The matching of the seeded method, by monkeys in the experimental groups, is also emphasized by a bias observed among monkeys in the control groups to push the door to the left (62% of responses in the Group Control and 86% of responses in the Pair Control were “push-left”). Conversely, of the responses of the observers in the push-right group, 661 of their 671 responses (99%) were push-right. Thus the push-right monkeys were potentially changing their behavior as compared to a push-left bias, rather than just chance. This push-left bias may be explained by population-level right-handedness. If a monkey had a manual preference for their right hand, it would be easiest for them to slide the door of the Slide-box to the left. Unfortunately, in the present study, we were unable to record which hand each monkey used as they manipulated the Slide-box (this was because the monkeys moved so quickly and we could only code the identity of the monkeys, not the hand they used, and also from the video footage it was impossible to discern, with certainty, which hand a monkey used to move the Slide-box door). Research into squirrel monkey handedness is sparse and the evidence mixed (King & Landau, 1993; Roney & King, 1993; Aruguete, Ely & King, 2005). However, without the data to show which hand the monkeys used we cannot be certain. We merely offer this as a “working hypothesis” for why the monkeys showed this bias and we encourage future research to investigate the laterality in squirrel monkeys.

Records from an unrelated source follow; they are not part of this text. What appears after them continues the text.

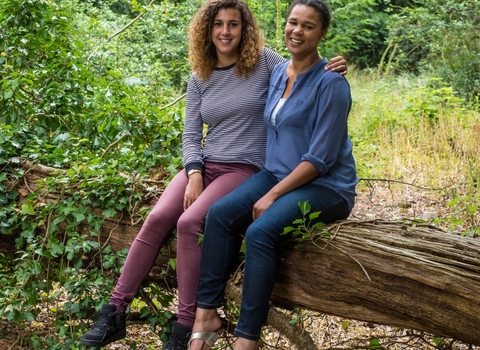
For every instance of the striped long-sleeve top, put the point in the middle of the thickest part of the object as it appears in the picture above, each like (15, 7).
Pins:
(232, 108)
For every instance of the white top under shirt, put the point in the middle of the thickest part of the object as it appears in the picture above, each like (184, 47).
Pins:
(276, 109)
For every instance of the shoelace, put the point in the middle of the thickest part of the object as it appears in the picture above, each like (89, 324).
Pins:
(175, 339)
(103, 320)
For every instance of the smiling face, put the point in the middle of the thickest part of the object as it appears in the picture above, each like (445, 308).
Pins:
(303, 31)
(227, 35)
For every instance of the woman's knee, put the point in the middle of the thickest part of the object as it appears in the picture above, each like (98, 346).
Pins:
(190, 224)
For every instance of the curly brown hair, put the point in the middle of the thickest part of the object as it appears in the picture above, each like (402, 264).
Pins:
(202, 51)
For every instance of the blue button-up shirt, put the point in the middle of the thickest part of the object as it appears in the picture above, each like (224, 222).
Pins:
(312, 126)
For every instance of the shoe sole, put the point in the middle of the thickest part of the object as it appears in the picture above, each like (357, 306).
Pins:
(93, 343)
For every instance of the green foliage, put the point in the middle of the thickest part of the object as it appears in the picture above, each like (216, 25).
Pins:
(304, 228)
(441, 36)
(358, 32)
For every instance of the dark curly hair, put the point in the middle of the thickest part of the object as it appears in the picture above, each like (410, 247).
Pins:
(202, 51)
(320, 6)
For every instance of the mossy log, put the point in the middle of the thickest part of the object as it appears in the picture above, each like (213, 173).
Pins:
(401, 274)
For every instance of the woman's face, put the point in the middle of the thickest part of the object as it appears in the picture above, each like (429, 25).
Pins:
(227, 33)
(303, 31)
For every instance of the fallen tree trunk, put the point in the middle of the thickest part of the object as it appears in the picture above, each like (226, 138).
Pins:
(392, 273)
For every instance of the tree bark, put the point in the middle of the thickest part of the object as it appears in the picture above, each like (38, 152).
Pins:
(393, 273)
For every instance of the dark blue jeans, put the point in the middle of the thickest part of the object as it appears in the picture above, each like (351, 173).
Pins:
(232, 215)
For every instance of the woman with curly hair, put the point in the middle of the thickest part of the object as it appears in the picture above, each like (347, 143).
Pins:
(226, 92)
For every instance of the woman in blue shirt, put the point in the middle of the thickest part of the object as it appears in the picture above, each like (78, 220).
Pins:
(309, 158)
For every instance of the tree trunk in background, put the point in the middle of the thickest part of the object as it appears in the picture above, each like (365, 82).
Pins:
(391, 273)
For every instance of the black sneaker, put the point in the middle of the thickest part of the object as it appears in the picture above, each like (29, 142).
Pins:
(179, 337)
(110, 326)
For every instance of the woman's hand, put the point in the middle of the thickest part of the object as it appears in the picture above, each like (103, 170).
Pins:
(337, 64)
(193, 191)
(262, 204)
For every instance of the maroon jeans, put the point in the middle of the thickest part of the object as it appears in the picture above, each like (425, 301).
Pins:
(219, 179)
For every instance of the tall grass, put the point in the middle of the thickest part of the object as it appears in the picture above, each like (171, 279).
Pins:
(416, 130)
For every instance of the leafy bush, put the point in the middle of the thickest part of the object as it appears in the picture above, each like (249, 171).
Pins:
(442, 37)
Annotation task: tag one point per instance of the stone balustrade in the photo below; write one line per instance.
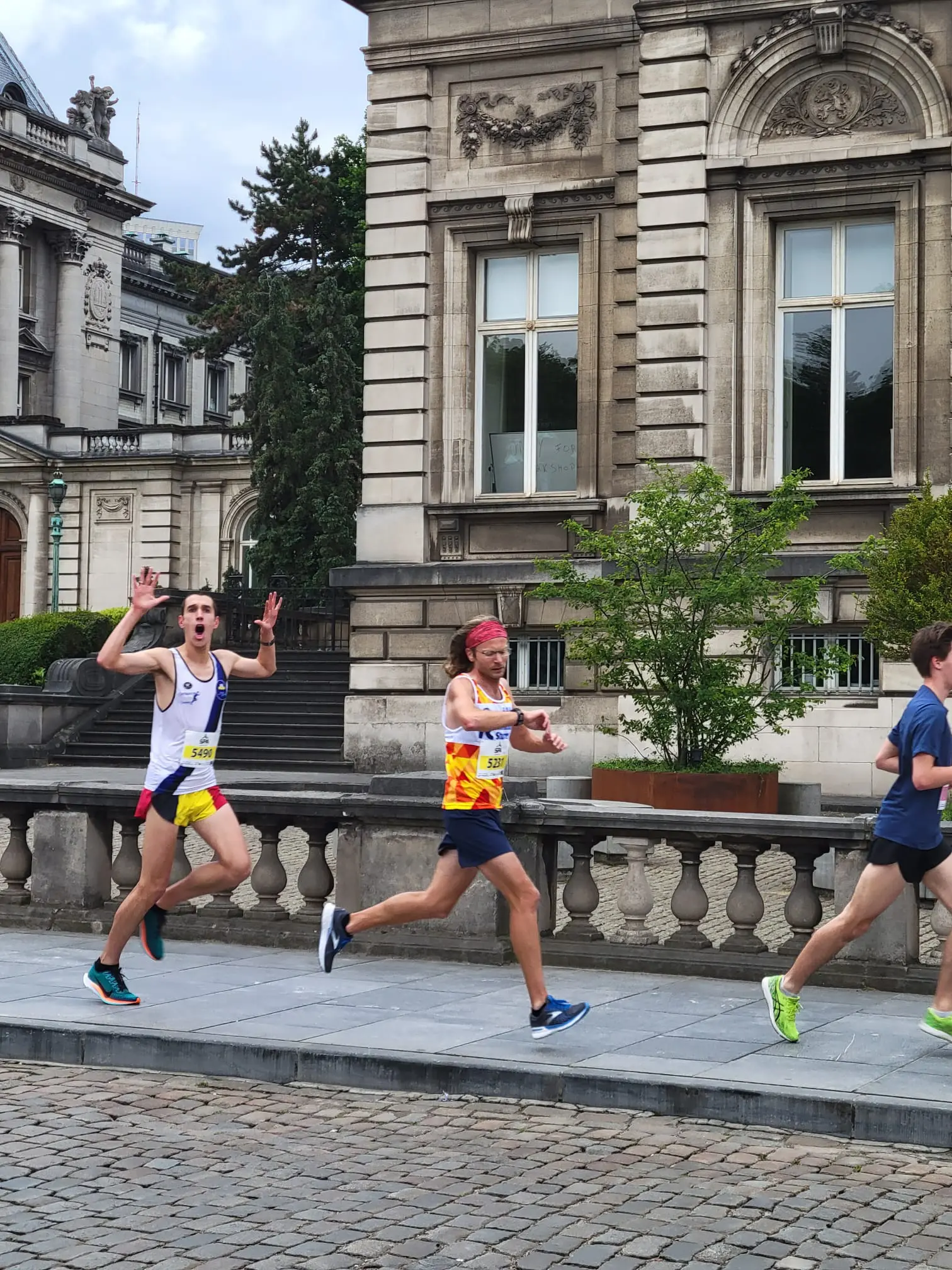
(87, 852)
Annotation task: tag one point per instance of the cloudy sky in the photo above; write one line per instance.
(213, 79)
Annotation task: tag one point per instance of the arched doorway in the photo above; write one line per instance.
(9, 568)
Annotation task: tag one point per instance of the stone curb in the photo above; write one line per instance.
(912, 1122)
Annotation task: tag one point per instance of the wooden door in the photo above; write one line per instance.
(9, 568)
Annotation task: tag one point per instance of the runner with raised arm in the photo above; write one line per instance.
(480, 722)
(181, 790)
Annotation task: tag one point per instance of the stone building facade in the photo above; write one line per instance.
(94, 379)
(603, 232)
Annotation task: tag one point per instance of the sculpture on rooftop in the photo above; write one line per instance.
(93, 110)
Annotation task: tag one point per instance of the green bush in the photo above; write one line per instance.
(30, 646)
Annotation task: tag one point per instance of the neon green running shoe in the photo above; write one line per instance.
(937, 1025)
(783, 1007)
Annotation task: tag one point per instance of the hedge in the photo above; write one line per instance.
(30, 646)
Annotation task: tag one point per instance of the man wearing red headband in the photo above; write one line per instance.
(482, 723)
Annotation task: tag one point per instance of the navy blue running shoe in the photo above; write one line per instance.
(557, 1016)
(333, 935)
(150, 932)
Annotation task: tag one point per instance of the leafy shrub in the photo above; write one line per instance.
(30, 646)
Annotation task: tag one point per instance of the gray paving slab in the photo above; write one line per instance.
(231, 1010)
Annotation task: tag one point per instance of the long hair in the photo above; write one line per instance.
(458, 661)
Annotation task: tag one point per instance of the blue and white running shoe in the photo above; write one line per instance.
(333, 935)
(557, 1016)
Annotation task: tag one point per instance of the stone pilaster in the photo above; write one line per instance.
(70, 248)
(13, 225)
(674, 105)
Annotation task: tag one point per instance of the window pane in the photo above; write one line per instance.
(503, 413)
(559, 285)
(557, 446)
(506, 289)
(807, 392)
(868, 389)
(808, 263)
(871, 258)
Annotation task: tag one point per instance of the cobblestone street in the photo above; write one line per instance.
(108, 1169)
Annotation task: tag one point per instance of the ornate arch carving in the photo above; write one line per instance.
(786, 60)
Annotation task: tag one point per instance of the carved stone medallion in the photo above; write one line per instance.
(834, 105)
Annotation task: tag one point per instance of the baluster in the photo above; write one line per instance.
(635, 897)
(127, 865)
(315, 882)
(581, 896)
(804, 908)
(689, 900)
(745, 905)
(181, 867)
(17, 862)
(268, 877)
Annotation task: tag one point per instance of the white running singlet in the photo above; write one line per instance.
(186, 735)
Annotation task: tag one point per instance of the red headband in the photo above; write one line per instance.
(484, 632)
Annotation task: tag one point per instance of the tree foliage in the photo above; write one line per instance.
(909, 571)
(693, 563)
(292, 305)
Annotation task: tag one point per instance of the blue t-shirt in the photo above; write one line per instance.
(907, 815)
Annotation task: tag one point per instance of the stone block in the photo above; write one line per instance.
(686, 310)
(383, 460)
(71, 860)
(386, 677)
(682, 76)
(397, 302)
(673, 244)
(391, 535)
(894, 936)
(378, 428)
(673, 210)
(382, 491)
(368, 644)
(671, 343)
(671, 43)
(387, 398)
(671, 377)
(397, 209)
(671, 412)
(386, 612)
(663, 178)
(666, 112)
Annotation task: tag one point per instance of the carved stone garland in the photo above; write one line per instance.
(863, 12)
(834, 105)
(475, 122)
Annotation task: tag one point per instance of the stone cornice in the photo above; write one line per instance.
(568, 37)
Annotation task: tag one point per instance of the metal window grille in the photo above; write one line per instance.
(537, 665)
(861, 677)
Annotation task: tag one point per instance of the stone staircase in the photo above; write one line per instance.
(291, 722)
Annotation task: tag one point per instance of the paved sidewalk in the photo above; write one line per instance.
(667, 1044)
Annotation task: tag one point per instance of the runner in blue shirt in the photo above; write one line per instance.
(908, 845)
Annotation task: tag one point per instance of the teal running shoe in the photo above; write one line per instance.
(150, 932)
(783, 1007)
(110, 986)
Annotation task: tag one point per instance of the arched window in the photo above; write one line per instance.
(246, 541)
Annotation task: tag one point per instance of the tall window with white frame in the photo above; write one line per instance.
(836, 326)
(527, 372)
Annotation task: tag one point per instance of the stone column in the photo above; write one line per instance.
(37, 563)
(13, 224)
(70, 248)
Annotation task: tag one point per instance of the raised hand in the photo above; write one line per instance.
(272, 607)
(144, 596)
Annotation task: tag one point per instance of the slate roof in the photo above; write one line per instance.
(12, 70)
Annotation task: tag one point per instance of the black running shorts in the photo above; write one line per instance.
(914, 862)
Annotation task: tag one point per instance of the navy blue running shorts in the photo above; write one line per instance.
(475, 836)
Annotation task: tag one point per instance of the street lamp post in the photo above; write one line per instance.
(57, 493)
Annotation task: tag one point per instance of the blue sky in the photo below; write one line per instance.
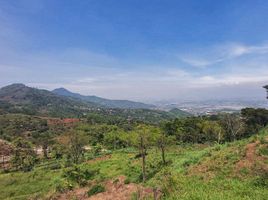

Ultimately, we propose that the squirrel monkeys’ learning can be best described by a combination of social learning mechanisms in concert; in this case, object movement reenactment (for matching) and social facilitation (for solving the task). Previous research with nonhuman primates has often aimed to distinguish specific social learning mechanisms from others, or even to define species by a particular learning mechanism (e.g., that chimpanzees are “emulators”; Call, Carpenter & Tomasello, 2005). It seems to us that social learning mechanisms need not be mutually-exclusive and indeed that they often occur simultaneously (see Hopper, 2010 for a review). Furthermore, it may be that, rather than particular species predominantly relying on one particular mechanism, each has a suite of methods through which they can learn, and can employ differentially depending on the environment (both physical and social, Hopper et al., 2010). Thus, even for this simple task, there may have been multiple mechanisms at play, one allowing the monkeys to solve the task, and another that facilitated matching. We encourage future research to test more groups of monkeys and also to run additional dissections of their social learning mechanisms.